The pound has continued its recovery trading back up to 1.27 against the US dollar, and close to 120 against the euro. Economic sentiment certainly seems to have improved towards the pound, particularly as political uncertainty has increased in Europe. UK economic data remains robust, in the past week the Purchasing Managers surveys for manufacturing and construction for November both reported a number comfortably above 50 indicating both sectors are expanding.
US bond prices took a breather on Friday after the sharp rises that have taken place over the past month. This was despite the unemployment rate falling to 4.6% in November. There has been a lot of press speculation as to whether the recent moves in yields indicates the end of the big bull market in bonds. We have seen bond routs in the previous few years. The most notable of which as the Federal Reserve started to unwind its Quantitative Easing program in 2013.
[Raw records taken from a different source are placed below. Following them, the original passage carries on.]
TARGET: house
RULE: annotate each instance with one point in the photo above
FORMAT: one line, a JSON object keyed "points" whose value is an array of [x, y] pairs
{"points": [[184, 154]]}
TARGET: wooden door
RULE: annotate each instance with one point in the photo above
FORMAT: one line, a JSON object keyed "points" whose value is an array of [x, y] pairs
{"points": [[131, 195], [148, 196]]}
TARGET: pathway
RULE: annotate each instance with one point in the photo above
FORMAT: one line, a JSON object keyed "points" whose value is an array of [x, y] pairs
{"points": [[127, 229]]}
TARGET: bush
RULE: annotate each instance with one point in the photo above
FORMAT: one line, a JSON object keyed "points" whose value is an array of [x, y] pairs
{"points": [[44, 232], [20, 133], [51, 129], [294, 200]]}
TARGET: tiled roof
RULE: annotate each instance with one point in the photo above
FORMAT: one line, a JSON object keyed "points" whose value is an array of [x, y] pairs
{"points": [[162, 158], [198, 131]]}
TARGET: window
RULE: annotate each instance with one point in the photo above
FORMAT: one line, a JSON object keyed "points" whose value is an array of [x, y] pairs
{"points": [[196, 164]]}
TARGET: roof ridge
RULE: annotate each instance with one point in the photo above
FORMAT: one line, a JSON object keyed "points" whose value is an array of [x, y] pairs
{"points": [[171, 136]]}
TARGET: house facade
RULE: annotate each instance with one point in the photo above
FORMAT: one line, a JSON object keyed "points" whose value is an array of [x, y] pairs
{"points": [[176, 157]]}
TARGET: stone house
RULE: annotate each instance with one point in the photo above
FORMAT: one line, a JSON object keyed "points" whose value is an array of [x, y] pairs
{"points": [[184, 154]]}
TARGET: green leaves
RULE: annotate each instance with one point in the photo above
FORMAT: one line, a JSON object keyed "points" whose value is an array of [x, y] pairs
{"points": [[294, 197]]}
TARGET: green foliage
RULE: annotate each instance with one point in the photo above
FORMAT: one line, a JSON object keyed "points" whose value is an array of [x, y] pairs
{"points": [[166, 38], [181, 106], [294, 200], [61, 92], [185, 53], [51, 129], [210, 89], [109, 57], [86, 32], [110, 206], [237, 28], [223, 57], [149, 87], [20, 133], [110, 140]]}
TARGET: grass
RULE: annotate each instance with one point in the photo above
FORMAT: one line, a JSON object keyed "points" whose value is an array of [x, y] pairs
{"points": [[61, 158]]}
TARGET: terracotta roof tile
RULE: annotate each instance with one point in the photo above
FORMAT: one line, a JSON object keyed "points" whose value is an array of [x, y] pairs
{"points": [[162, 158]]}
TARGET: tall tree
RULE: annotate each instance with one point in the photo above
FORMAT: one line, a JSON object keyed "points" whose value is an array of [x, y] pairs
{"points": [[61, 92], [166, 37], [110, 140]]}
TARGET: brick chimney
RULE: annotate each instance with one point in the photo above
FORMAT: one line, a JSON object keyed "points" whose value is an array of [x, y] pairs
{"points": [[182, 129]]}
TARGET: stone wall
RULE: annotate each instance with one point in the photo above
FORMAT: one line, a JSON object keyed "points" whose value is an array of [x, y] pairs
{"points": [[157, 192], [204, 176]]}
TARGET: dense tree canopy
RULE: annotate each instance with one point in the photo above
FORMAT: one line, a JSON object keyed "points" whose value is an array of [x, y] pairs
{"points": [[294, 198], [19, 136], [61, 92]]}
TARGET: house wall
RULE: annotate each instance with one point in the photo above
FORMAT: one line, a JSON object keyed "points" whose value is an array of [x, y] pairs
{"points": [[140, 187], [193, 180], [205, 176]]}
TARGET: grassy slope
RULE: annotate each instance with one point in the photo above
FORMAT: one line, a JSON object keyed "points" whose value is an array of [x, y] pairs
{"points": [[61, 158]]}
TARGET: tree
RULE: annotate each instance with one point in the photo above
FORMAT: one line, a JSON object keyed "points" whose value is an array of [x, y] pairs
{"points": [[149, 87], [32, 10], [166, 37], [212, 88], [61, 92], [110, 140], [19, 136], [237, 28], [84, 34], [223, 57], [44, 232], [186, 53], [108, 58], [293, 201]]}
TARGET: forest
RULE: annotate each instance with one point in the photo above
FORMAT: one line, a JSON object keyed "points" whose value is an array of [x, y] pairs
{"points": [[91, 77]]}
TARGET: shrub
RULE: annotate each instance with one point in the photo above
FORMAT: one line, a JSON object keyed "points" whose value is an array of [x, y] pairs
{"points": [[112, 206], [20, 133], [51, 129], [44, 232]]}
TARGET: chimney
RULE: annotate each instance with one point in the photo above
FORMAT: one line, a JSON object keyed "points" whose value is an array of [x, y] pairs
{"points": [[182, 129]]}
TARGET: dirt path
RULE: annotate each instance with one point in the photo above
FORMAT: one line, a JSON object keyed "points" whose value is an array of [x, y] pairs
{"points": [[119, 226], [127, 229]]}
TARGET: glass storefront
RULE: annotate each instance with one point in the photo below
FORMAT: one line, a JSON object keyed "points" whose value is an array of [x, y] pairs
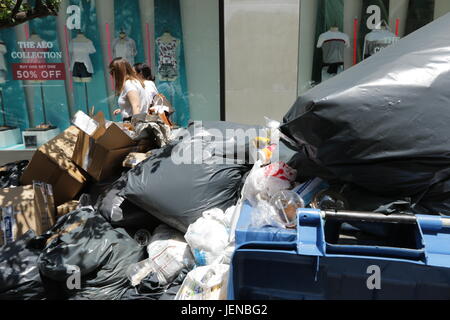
{"points": [[54, 66], [349, 31]]}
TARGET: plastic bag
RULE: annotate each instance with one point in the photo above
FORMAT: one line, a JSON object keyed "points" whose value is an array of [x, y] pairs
{"points": [[168, 255], [198, 187], [208, 237], [268, 180], [205, 283]]}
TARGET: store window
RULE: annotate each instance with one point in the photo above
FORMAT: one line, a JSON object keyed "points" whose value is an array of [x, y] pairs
{"points": [[54, 66], [348, 32]]}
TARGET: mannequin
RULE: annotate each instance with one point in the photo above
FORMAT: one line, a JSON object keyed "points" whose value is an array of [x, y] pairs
{"points": [[3, 71], [378, 39], [3, 68], [168, 52], [124, 47], [81, 65], [333, 44]]}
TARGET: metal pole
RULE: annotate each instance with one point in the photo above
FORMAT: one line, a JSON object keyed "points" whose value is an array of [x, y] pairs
{"points": [[375, 217], [369, 217], [3, 107], [87, 99], [43, 104]]}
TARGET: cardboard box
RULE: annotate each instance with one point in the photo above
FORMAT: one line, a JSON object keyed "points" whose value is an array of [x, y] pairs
{"points": [[66, 208], [101, 152], [52, 163], [24, 208]]}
In the coming days, the travails of Europe will come back to the fore in several ways. The Italian referendum, which in theory should have no real baring on the wider European economy, is now seen as another popularist stand. The Five Star Movement, led by what appears to one of the hairy bikers, oppose the measures, and wish to see a referendum on the euro. Win or lose are likely to make significant gains. The Italian Banks are presently trying to raise capital to strengthen their balance sheets, this vote may further hinder that process. Aside from Italy Greece may come back to the fore, however on this occasion the problems within other regions in Europe may help the region come to a more permanent solution to the Greek debt crisis.
On Thursday Mario Draghi will meet the assembled press for the monthly, post rate announcement press conference. The ECB are anticipated to announce an extension to the quantitative easing program beyond March at this meeting. Once again, he may well face a volley of questions on the strength of will towards the euro.
It’s another busy week for UK data, the services PMI will attract some headlines due to services being such a large contributor to the UK economy. On Wednesday, the latest Halifax house price data as well as industrial and manufacturing production for October. As for the US economy, the usual array of economic data ahead of the Federal Rate announcement the following week.